Forgotten Voices is something special.
To listen to the story of somebody’s life experiences is already a privilege. For that story to be written by that person’s grandson, moreso. But when that story is important, powerful, heartfelt, beautifully written and acted, it’s a whole other level.

Written by David Moorhouse, directed by Margaret Connell, and brought to Hope Mill Theatre as part of October’s Black History month, Forgotten Voices is a one woman show inspired by the life of Eva Moorhead Kadalie, the widow of South Africa’s first national black trade union leader, Clements Kadalie – known as the father of black trade unionism and the man who shook South Africa.
The play covers the turbulent years from 1919 to 1956 in South Africa including the 1919 Cape Town Harbour strike, the creation and of the Industrial and Commercial Union and its swift rise to prominence, the 1927 passing of the Native Administration Act (making it illegal to criticise the whites) and the subsequent court case and the role of the media in silencing the black voice.
It’s 1956 and Eva is on board the boat ready to take her away from South Africa, and over to England for a new life.
The next 70 minutes are a self-reflection of the last three decades as Eva contemplates her lives already lived, and where the next chapter should take her.
The voices are the people who have come and gone, those who remain, the memories and the moments (those buried a little deeper than others) which have made Eva the woman stood before us on deck.

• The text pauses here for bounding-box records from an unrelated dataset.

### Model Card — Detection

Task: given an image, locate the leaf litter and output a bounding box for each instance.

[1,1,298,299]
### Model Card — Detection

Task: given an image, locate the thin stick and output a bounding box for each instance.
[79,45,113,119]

Passionately played by Manchester actress, Shareesa Valentine, Eva takes us through three decades; her childhood as a mixed race girl growing up in South Africa, the challenges this brought to her and her brother, the abandoment by her white Father, the deep love and and even deeper losses shared with husband Clements Kadalie, along with the deep pride and passion they had in their fight for freedom.
Not to mention Barbara…

Sharing a stage with only a pile of suitcases, lifebelt and bench, Shareesa commanded the space as she delivered an impassioned and energetic monologue with a spirited and charismatic performance which left us laughing, smiling, sorrowful and at times deathly silent as she took us through the life of a woman who was more than the sum of her parts (as moving as each part individually was).
And as Shareesa lived out those parts and a final hidden voice revealed Eva’s fate (lost 1974) and final journey back to South Africa in 2010 as her ashes were taken to the grave of her late husband Clements (lost 1951), I felt in that short space of time, in that wonderful little theatre, that I had just witnessed an incredible life flashing before my eyes and a consequential sense of loss. The standing ovation (no mean feat in our huddled sell-out seated space), told me I wasn’t alone.
To read more about Forgotten Voices, visit https://hopemilltheatre.co.uk/events/forgotten-voices
More details can be found about Black History Month here.
I’ll leave with the speech that Eva she gave to workers when a factory went out on strike in 1947…
From the very beginning women have played an important part in the long struggle for freedom, right from the days of slavery where Negro women helped their men folk to break their chains of bondage. I would like to mention that most of these women were not of the intellectual class, but ordinary slaves.
I feel certain, that if I had space to do so, I would name hundreds of women doing similar work which we are doing in different parts of the world. The names of the those women are scarcely known outside of the communities in which they live and labour, but the value of their services they have rendered is greater than can ever be fully measured or known. We had hard problems, it is true, but instead of despairing in the face of difficulties we should, as a race, thank God that we have a problem.